En tant que maman d’adolescents, c’est ce qui me manque le plus à propos d’Halloween avec de jeunes enfants


Katie Bingham-Smith
C’est presque Halloween et j’ai l’impression que c’était l’année dernière quand mon aîné m’a dit qu’il voulait être un clown, puis mes trois enfants ont voulu être un clown comme lui et j’avais des cauchemars à propos de courir dans le magasin en essayant de trouver des perruques de clown assorties.
Mais ce n’était pas l’année dernière. Non, c’était il y a dix ans. Une décennie.
Mais c’est la maternité: regarder en arrière et avoir l’impression que les choses bougent à une vitesse fulgurante tout en étant dans l’instant et l’impression que vous marchez à travers du ciment humide.
Il y a eu des jours où l’excitation de mes enfants a commencé à bouillonner en juillet à propos de ce qu’ils voulaient être, et je commençais à faire des voyages au magasin de tissus en septembre – quand je choisissais le tissu tout en rêvant du reste de leurs costumes.
Ces jours se sont écoulés depuis assez longtemps pour me faire oublier combien de travail cela représentait.Pendant quelques semaines, alors que les feuilles commençaient à couler des arbres, je rangeais mes enfants et m’asseyais devant ma machine à coudre et j’allais à toute vitesse jusqu’à ce que mes épaules me fassent si mal que j’avais besoin d’aspirine, d’un coussin chauffant et de mon lit.
Et j’ai adoré.
Pas la partie «mon corps me criait dessus», mais leurs visages quand ils ont vu leurs costumes finis. Et la façon dont ils agrippaient leurs petites citrouilles et montaient les grands porches sous les réverbères en disant “tromper ou traiter” à voix minuscule.
Maintenant, la simple suggestion de se déguiser en famille ou d’organiser une fête d’Halloween les fait grincer des dents.
Cela me manque d’avoir des petits qui étaient excités à l’idée de m’aider à planter des mamans dans des jardinières sur le pont arrière et à mordre les extrémités du maïs sucré.
Je regrette l’excitation qu’ils avaient lorsque nous nous présentions au défilé de l’école et que nous marchions dans le quartier avant qu’ils ne deviennent trop vieux et ne se sentent trop gênés pour s’habiller.
Les cris de paquets de mini M & Ms et de minuscules barres de chocolat me manquent.
Je manque de faufiler leurs bonbons après leur coucher.
Ça me manque d’aller au champ de citrouilles pour choisir des citrouilles. Je me fiche que ce soit un show de merde et que ça ne se soit jamais passé comme prévu et mes enfants se sont disputés la même citrouille malgré le choix d’un million.
Je m’en fiche, je veux le récupérer.
Plus que tout, les moments créés par ces costumes me manquent. Ils me manquent et ils me manquent.
Ce sont les jours où je craignais qu’ils aient trop de bonbons avant de se coucher. Maintenant, je me demande s’ils font les bons choix un vendredi soir pendant un match de football avec leurs amis.
Ce sont les jours où ils ont trouvé de la magie dans de fausses barbes de fourrure et des mètres de tulle. Maintenant, ils trouvent la magie dans les jeans de créateurs et les baskets chères.

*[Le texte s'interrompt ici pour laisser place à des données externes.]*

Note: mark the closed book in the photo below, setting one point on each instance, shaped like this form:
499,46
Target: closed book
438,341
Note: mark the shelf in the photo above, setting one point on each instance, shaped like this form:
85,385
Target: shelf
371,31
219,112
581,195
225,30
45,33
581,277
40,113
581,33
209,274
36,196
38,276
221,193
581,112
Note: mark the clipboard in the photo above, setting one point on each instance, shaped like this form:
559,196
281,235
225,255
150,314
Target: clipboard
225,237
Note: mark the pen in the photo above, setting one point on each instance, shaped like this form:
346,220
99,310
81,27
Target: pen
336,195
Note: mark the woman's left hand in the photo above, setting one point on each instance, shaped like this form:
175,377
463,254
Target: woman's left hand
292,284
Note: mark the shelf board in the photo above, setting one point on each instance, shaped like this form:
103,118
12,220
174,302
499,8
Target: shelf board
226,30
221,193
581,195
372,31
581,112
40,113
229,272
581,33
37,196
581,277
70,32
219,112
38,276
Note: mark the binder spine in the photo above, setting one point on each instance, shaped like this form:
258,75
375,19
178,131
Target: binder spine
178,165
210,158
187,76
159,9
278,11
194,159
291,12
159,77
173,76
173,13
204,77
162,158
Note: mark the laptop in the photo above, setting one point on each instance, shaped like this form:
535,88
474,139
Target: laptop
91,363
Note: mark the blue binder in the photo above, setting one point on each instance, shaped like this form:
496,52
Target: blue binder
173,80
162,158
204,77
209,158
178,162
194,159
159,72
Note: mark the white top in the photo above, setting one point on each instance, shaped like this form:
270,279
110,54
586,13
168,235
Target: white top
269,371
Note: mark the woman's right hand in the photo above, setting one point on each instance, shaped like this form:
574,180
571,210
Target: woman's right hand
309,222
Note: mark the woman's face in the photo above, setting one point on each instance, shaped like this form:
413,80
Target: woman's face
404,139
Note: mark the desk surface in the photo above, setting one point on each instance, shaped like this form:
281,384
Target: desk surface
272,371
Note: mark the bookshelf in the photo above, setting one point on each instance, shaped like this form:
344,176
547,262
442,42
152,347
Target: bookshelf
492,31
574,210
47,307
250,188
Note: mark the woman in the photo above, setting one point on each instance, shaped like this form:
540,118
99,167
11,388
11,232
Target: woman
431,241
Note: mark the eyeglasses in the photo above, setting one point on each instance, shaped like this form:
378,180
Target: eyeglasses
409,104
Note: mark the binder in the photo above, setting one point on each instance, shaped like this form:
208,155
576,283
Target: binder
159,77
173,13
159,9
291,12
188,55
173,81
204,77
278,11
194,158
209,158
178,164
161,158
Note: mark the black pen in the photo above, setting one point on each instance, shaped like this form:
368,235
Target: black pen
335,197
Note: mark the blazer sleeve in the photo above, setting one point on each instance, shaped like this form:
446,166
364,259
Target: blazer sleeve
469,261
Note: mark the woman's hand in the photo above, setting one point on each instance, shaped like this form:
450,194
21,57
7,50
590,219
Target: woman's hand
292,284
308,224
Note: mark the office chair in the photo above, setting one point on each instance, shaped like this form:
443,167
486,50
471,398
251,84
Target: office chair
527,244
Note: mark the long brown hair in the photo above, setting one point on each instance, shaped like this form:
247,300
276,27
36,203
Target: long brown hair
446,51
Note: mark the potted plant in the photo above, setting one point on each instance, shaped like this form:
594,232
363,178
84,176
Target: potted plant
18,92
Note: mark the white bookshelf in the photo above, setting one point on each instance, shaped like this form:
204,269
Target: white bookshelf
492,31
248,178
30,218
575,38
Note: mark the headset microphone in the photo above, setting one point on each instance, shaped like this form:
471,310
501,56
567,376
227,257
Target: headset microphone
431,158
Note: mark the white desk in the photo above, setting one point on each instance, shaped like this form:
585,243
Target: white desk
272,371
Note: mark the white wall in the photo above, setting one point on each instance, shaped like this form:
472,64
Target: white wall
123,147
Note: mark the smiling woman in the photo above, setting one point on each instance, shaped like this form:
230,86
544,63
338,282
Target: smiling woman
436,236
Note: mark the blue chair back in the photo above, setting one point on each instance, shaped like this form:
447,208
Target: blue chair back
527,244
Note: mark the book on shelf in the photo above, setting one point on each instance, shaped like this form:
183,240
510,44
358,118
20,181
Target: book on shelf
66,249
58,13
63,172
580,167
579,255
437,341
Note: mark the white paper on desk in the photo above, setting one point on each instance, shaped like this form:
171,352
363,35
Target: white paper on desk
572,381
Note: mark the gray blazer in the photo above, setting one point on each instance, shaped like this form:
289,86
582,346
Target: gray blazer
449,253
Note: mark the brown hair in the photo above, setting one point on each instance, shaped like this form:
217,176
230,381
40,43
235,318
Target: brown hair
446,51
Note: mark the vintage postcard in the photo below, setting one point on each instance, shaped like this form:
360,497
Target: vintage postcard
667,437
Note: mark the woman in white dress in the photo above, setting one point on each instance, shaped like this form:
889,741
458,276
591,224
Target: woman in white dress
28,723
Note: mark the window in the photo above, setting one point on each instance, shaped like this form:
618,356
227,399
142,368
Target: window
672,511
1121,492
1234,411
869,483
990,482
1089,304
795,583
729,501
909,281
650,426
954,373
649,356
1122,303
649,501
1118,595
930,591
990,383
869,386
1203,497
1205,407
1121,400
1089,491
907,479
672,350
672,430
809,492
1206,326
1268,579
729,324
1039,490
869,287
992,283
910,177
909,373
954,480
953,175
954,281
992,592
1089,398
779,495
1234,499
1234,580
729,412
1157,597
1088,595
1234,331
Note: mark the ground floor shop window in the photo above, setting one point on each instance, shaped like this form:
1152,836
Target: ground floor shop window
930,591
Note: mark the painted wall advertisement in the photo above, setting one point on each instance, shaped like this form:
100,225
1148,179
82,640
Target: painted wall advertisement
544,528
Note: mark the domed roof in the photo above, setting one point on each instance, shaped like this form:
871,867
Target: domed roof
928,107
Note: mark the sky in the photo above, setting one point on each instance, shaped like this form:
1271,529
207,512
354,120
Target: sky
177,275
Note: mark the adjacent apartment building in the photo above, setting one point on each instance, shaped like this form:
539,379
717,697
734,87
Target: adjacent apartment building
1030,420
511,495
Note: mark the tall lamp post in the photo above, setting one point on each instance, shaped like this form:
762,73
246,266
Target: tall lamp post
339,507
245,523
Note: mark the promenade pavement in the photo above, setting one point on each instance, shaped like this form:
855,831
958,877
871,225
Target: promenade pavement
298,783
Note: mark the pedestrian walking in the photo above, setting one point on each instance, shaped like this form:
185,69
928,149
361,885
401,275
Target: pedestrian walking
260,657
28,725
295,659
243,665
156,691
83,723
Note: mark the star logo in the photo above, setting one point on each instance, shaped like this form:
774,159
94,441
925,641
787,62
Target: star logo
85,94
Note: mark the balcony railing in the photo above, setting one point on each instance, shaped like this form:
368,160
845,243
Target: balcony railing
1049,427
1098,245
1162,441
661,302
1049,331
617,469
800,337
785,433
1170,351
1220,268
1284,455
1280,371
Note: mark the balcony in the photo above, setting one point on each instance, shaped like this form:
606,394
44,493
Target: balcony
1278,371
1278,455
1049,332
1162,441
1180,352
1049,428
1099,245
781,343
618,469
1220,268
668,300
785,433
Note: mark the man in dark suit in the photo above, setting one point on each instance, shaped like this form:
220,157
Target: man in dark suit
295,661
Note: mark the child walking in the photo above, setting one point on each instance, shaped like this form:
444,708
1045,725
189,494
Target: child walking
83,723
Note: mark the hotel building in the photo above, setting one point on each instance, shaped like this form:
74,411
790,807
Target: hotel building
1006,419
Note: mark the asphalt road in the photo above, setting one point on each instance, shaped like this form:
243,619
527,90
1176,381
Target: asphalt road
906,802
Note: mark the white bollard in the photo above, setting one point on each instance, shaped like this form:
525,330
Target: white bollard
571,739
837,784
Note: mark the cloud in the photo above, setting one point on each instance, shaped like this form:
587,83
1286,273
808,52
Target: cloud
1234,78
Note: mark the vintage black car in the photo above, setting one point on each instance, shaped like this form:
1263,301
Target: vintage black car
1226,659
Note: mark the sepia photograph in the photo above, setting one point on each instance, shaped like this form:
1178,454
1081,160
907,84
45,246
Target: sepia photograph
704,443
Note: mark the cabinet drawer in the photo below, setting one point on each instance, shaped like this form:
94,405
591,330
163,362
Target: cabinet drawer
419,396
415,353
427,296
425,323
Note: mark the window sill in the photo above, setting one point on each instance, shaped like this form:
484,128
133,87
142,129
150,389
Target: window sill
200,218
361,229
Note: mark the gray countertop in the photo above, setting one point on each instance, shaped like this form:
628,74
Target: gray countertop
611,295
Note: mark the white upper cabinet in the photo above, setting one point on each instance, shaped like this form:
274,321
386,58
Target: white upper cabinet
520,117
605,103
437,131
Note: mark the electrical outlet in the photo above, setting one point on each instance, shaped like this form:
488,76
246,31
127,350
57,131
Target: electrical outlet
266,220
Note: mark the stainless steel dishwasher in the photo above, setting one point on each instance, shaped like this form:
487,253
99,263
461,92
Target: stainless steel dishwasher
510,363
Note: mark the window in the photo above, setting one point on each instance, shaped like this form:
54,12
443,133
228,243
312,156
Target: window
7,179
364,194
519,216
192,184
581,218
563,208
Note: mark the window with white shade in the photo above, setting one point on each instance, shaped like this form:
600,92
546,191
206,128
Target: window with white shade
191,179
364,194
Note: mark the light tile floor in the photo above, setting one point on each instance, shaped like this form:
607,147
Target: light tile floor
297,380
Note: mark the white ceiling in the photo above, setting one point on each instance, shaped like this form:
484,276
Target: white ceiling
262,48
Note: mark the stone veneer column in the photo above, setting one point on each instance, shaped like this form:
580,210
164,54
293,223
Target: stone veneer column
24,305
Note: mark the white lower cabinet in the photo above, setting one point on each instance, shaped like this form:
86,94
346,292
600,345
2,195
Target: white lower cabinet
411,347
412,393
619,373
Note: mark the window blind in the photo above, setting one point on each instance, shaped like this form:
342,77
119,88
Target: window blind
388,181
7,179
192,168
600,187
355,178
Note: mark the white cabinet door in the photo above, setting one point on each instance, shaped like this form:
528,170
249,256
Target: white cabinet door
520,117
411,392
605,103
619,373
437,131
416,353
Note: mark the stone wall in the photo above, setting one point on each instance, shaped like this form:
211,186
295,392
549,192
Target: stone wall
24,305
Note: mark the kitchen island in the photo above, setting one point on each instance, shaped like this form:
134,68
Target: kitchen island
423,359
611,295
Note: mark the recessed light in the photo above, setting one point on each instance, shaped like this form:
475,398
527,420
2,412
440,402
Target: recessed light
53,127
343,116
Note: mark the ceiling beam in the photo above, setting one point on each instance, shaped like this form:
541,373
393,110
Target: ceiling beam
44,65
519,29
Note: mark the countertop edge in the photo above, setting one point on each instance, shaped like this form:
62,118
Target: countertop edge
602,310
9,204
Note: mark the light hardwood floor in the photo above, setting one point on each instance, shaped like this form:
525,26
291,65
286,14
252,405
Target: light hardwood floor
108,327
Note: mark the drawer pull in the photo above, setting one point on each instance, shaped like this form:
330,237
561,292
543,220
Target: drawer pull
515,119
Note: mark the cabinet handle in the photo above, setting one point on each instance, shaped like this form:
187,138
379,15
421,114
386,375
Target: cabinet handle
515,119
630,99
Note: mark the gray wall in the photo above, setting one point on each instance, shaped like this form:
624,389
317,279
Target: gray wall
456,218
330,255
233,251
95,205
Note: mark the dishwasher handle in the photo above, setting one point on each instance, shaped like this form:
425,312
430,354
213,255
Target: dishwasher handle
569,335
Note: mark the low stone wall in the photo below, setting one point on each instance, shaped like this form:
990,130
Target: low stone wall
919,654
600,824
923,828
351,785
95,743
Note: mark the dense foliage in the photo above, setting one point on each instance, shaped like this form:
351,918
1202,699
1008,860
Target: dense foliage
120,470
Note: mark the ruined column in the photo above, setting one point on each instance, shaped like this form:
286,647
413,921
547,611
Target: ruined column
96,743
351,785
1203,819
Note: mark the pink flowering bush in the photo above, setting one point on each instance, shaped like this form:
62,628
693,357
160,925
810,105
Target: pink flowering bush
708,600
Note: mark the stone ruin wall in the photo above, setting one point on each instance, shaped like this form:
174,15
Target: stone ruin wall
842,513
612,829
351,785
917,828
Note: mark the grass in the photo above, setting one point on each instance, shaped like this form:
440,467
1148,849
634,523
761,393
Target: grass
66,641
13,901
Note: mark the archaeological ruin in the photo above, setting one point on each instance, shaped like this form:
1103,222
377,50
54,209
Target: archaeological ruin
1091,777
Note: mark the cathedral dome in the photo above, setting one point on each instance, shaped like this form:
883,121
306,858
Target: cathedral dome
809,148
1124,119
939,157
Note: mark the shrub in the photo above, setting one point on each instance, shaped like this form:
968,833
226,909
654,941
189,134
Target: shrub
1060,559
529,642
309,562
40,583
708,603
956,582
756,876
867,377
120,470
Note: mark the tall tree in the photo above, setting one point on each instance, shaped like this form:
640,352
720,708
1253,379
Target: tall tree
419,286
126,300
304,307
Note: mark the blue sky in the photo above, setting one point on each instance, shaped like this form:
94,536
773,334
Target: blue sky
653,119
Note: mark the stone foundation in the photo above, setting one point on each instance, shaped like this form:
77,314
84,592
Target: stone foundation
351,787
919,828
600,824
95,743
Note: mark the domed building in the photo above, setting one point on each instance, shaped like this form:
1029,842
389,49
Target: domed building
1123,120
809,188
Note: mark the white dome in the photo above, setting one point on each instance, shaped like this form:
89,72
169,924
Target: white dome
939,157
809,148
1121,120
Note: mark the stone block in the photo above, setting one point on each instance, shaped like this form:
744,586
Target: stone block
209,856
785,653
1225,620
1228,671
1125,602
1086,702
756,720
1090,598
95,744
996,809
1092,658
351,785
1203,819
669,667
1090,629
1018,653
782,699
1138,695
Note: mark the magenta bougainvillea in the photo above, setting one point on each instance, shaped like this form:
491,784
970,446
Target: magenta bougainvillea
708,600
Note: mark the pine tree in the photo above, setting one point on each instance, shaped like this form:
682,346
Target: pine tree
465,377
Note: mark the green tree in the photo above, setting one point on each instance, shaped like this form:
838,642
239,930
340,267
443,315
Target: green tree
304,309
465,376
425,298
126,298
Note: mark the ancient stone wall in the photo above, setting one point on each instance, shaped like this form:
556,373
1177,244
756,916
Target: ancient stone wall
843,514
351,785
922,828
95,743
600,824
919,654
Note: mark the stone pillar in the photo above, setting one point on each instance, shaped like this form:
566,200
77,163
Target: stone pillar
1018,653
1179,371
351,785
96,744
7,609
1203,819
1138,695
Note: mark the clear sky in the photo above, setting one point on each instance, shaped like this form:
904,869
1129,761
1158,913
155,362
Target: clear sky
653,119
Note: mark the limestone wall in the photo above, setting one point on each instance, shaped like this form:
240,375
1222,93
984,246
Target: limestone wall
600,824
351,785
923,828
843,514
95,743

C’était l’époque où ils voulaient m’aider à faire des biscuits au sucre et à jeter une livre de pépites sur chacun. Cela me rendrait fou et j’ai dû gratter les paillettes des rainures de nos planchers de bois pendant des semaines.
Mais maintenant, ils traversent la cuisine et attrapent un biscuit acheté en magasin, car le faire par moi-même ressemblerait à de la torture. Je donnerais n’importe quoi pour nettoyer un million de paillettes et gratter la pâte à biscuits de l’îlot de cuisine pendant une semaine.
Je ne fais plus de costumes d’Halloween pour mes enfants. Et il y a une partie de moi qui se sent vide à cette période de l’année depuis que mes rendez-vous de fin de soirée avec moi-même ont cessé et je n’ai plus l’anticipation de les voir mettre leurs costumes et de vouloir ensuite y vivre pour le mois prochain .
Ma fille m’a dit la semaine dernière, alors que nous examinions de vieilles photos, qu’elle se souvenait qu’elle était allongée, qu’elle avait couché, qu’elle avait entendu ma machine courir, que j’avais dit de mauvais mots et qu’elle avait vu des fils perdus éparpillés partout sur la table de la salle à manger le matin lorsqu’elle s’est réveillée. .
Elle se souvient, et cela suffit pour me faire traverser cette année sans avoir l’impression qu’une partie de moi est morte parce que cette phase de notre vie est terminée.
Cela – et le grand sac de mini M & Ms que j’ai mangé tout seul pendant que mes enfants étaient à un match de football.